The answer is complicated.
It's not at all like AVR, where every instruction always takes a fixed number of cycles and the most complex thing you need to worry about is branches that take 1 extra cycle if the branch happen, or skip instructions that take an extra cycle to skip past a 2-word instruction.
ARM is far more complex.
The CPU runs much faster than the flash memory. Between the slow flash and fast instruction fetching is a small cache implemented within the flash controller, and a small buffer within the CPU. Often needed data will already be in the buffer. Most instructions are 16 bits. The data bus between the CPU and flash is 32 bits. I believe in the SAM3X the flash bus feeding its cache is 128 bits. But the cache isn't huge and there can be worst cases where the CPU needs to wait for the slow flash.
On top of that, the bus structure inside the chip allows for multiple bus masters. So far, it seems most of Due's code uses simple software polling where the CPU is always the bus master. But the SAM3X has 2 different types of DMA which can request bus access. The situation is far more involved than just a simple wait state inserted on a single bus. The CPU has 2 separate buses which feed into a structure of other buses to the various other areas of the chip, which lessens the odds of conflicts. But when 2 bus masters access the same internal bus, of course one must wait. I haven't studied the DMA controllers in Due in depth, but I can tell you the DMA that's in Teensy3 has many complex options, including some to trade-off performance vs hogging the bus. It's very complex.
Some memory accesses are special, sometimes requiring extra cycles. For example, writing to the bitband region is implement by turning a single write from the CPU into an atomic read-modify-write operation. Of course that's implemented by hardware which adds wait states to the CPU side while it performs the 2 bus operations to the memory or peripheral.
Most peripherals, by the way, are accessed through a special bus bridge. I don't actually know if it adds wait cycles on the CPU side. I know it can delay issuing actual writes. I haven't needed to study the peripheral bridges yet, at least in much detail...
Cortex-M3 also has a feature where long instructions can be interrupted, where the partial results are abandoned, and then the entire instruction is restarted after the interrupt. I believe the load and store instructions that move several registers to/from memory are the main example. So in terms of interrupt latency, those many-cycle instructions (which themselves are subject to the variable bus timing) don't delay interrupt response, but in terms of total execution time, they can take even longer if they're interrupted with partial results discarded and then the whole thing redone after the interrupt.

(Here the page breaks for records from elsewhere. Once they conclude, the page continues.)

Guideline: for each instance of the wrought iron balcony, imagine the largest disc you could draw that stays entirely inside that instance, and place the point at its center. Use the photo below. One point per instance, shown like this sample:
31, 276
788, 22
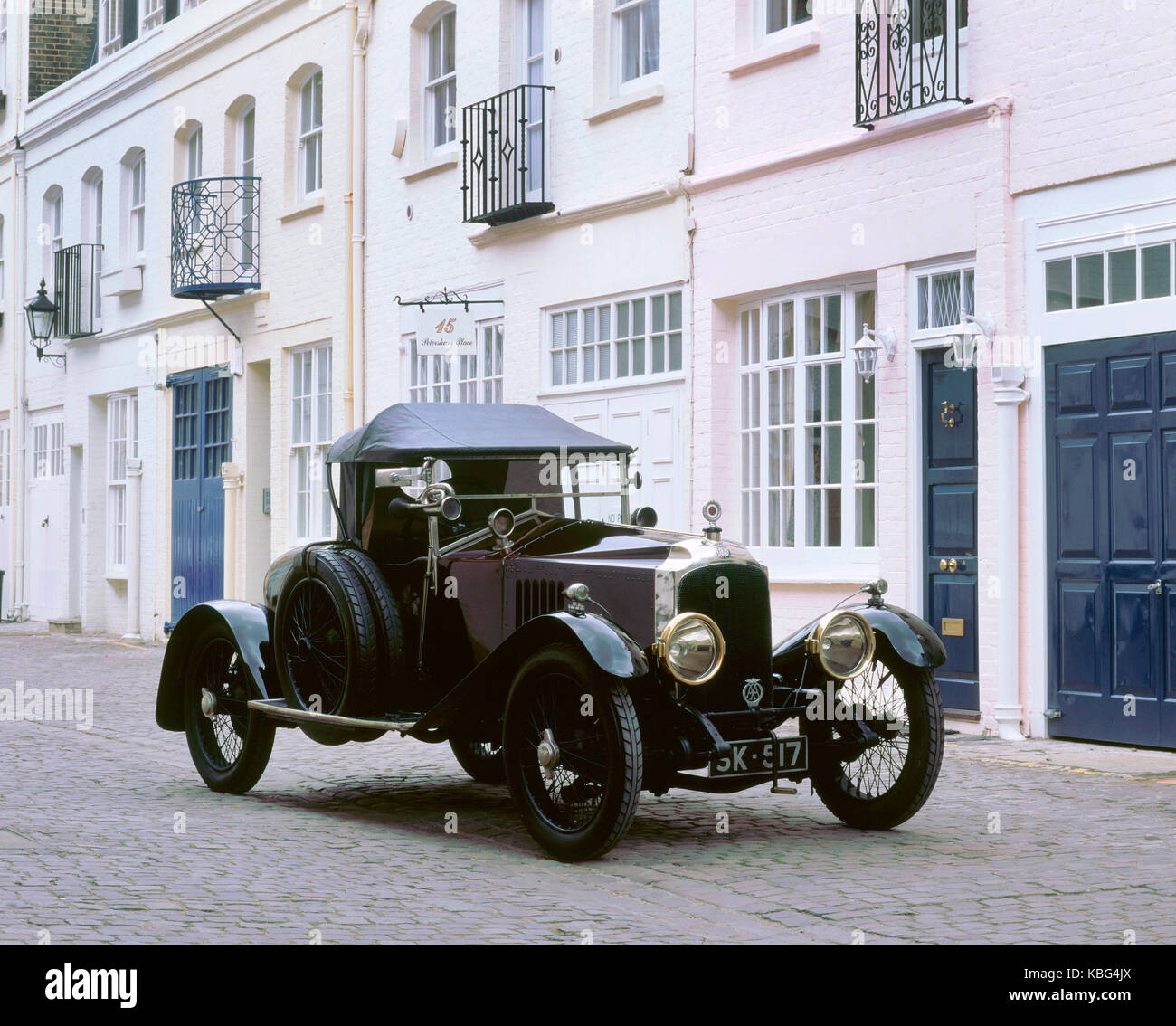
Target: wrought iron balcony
908, 55
215, 239
75, 271
504, 157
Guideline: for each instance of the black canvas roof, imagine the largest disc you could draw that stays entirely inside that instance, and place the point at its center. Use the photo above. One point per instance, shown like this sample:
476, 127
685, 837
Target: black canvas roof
411, 431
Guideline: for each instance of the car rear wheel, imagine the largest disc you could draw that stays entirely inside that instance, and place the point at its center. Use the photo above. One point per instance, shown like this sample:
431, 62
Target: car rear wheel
230, 743
326, 645
887, 783
573, 755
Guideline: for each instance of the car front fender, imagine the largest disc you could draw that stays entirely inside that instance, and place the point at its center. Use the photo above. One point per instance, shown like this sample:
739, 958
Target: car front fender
913, 641
486, 686
251, 627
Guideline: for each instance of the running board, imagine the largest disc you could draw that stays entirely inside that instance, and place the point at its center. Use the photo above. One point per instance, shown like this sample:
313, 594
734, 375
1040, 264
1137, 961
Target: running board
277, 708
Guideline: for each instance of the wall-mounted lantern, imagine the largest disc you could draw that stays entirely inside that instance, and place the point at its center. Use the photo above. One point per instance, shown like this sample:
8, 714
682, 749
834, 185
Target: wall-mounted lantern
866, 349
43, 318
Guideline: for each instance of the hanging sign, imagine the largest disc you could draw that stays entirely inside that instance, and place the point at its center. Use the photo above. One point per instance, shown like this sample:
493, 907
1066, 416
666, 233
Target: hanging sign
442, 328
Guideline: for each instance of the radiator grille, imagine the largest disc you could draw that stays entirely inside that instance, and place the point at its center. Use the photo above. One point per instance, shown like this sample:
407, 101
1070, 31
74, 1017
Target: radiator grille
533, 598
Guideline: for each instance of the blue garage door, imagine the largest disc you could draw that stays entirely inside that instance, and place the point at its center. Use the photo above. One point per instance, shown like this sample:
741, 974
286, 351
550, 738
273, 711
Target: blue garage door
1112, 516
201, 441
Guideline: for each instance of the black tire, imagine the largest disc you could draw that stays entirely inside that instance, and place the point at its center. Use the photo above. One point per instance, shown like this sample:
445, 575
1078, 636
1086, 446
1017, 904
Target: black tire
326, 644
889, 783
392, 674
482, 760
231, 747
581, 805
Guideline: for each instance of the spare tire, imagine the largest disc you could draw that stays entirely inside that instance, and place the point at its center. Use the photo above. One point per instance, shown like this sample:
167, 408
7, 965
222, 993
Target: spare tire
326, 644
393, 674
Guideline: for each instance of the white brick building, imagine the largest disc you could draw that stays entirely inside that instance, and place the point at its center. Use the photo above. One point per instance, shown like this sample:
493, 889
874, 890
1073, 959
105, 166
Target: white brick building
671, 223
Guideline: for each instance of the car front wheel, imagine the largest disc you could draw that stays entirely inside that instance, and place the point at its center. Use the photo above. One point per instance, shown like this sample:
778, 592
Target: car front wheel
228, 741
573, 755
877, 755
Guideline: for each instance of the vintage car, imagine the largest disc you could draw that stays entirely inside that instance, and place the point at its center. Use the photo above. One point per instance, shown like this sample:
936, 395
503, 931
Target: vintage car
490, 587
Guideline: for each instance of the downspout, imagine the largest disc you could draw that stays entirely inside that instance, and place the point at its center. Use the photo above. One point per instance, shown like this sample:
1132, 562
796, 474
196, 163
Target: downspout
356, 355
19, 415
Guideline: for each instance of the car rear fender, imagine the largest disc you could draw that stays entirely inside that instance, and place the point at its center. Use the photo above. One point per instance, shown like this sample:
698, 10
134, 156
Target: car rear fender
251, 627
485, 689
913, 641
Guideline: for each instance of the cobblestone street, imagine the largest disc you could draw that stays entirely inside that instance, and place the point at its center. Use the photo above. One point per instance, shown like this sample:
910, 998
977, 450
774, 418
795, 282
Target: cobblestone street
109, 834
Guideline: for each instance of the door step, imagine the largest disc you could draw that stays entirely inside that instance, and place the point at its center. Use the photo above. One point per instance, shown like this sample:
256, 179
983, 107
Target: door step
71, 625
277, 708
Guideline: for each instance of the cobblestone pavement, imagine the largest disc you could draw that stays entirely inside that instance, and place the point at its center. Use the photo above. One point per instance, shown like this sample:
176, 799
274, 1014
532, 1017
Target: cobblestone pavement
1046, 842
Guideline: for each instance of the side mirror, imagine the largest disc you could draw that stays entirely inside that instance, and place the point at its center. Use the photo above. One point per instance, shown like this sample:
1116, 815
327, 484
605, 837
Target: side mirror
399, 477
645, 517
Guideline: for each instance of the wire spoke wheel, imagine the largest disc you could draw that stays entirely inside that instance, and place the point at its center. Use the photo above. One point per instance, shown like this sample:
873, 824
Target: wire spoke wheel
877, 753
573, 755
230, 744
565, 772
316, 646
880, 705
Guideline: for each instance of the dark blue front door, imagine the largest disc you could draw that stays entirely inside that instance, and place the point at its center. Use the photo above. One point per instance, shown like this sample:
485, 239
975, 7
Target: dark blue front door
1110, 410
949, 525
201, 441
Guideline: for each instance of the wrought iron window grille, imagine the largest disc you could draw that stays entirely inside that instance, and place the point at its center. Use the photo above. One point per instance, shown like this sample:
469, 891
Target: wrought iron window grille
504, 165
75, 289
906, 57
215, 237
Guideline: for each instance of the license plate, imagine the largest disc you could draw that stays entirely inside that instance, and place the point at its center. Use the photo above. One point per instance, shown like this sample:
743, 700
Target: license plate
759, 755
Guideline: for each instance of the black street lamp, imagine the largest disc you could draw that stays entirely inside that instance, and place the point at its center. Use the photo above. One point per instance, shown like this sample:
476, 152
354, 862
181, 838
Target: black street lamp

All that (and probably more issues I don't personally know), is on top of the usual variable timing for control flow changes due to the 3 stage pipeline. But other than branches, and writing directly to R15, which is the program counter and forces a branch, most instructions take 1 cycle if they involve only registers, or 1 or 2 cycles if they involve memory.
Also, regarding 1.25 MIPS per MHz claim, I believe that's only a quirk of the Dhrystone MIPS benchmark, which assumes specific algorithms require specific certain numbers of instructions (which are far from optimal, based on older CPU architectures), not 2 parallel execution units within the chip. The Cortex-M4 does have a very limited set of SIMD instructions, mainly for manipulating 16 bit integers, but that feature is not present in Cortex-M3.